The increase in margins significantly increased the amount of cash a customer has to put up to invest in these issues, but falls short of the 100 percent requirement imposed by A. G. Becker securities last Thursday.
And while the higher margins created an initial setback for the casino group, it only lasted a day as gambling issues came back strongly following the extended Labor Day weekend.
The situation is a difficult one for the stock exchanges. How much should individuals be protected from their own speculative instincts, as long as the risks in a situation are fully disclosed?
At the same time, anyone familiar with the great speculative bubbles of the past knows that sooner or later they all burst. And those investors who come in at the tail-end can get devastated. When that happens, the fall-out could affect the market as a whole and not just gambling stocks.
"What we don't want is another boom-bust cycle, especially in gambling stocks," said one official at a major retail brokerage firm who asked not to be indentified." What concerns those of us who have been the bubble burst so often is that retail customer is often left holding the bag. Some of these stocks are selling at 40 to 60 times earnings, which is unbelievable, there's been little research done on these companies because no Wall Street house wants a big speculative binge pinned on them, so there's an absence of good information.

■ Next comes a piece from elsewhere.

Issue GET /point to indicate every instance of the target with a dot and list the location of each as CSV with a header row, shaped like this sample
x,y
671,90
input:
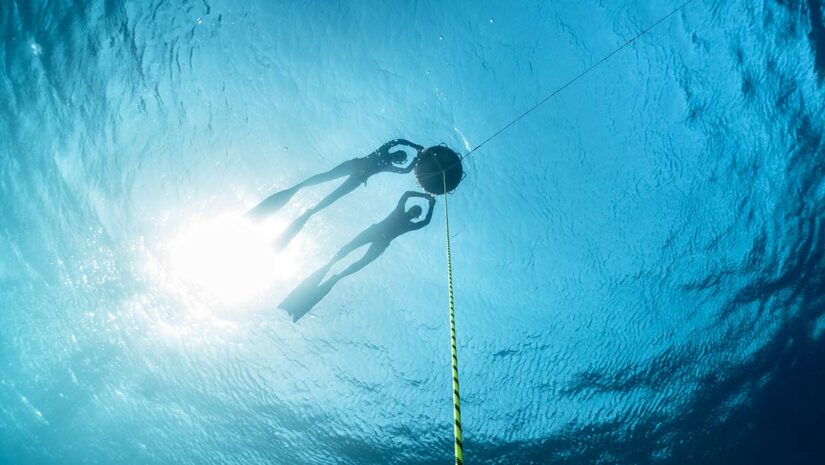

Ironically, the most thorough piece of research on the subject was issued in mid-August by Harold Vogel, entertainment analyst for Merrill, Lynch, Pierce, Fenner & Smith - the country's largest brokers - and the report was widely circulated as the legitimate underpinnings to the speculative fever.
Loaded with cautionary caveats, the report did raise the prospect that a series of states faced with proposition 13-like taxpayers revolts could legalize casinos and turn gambling into a 1980s growth industry.
But it also cautioned that 'shelter-skelter investment in just any company because it has a casino or is planning to open a casino is risky and is inadvisable."
Despite the warnings, the effect of the report turned out to be so bullish that Merrill Lynch last week issued another wire to "reemphasize the need for caution."
The stock exchanges are meanwhile still faced with the question of what to do if this bubble keeps growing, and face charges that they acted belatedly and could have nipped this thing in the bud earlier in the year.
"if in fact the volatility continues, we would consider to going to 100 percent," said Robert Hall, NYSE executive vice president. 'If there are people who want to speculate, it's perfectly all right from our standpoint. But if it goes too far, we want to make sure that everybody is playing with all of their money up front."
Hall said that it was not until last week that the NYSE's own surveillance standards were violated for long enough to warrant the call for higher margins. "It is easy in hindsight to say we could have acted earlier, but it is a judgment call," he said.
Frank Savarese, assistant vice president at the AMEX for market surveillance, noted that his exchange had earlier imposed higher margins for resorts international shares. As for the other casino shares on the Amex, "Anybody could argue that we could have or should have moved earlier, but hindsight is 20-20 vision," said Savarese.
At this point, however, it is going to take some foresight to minimize the damage when this bubble burst.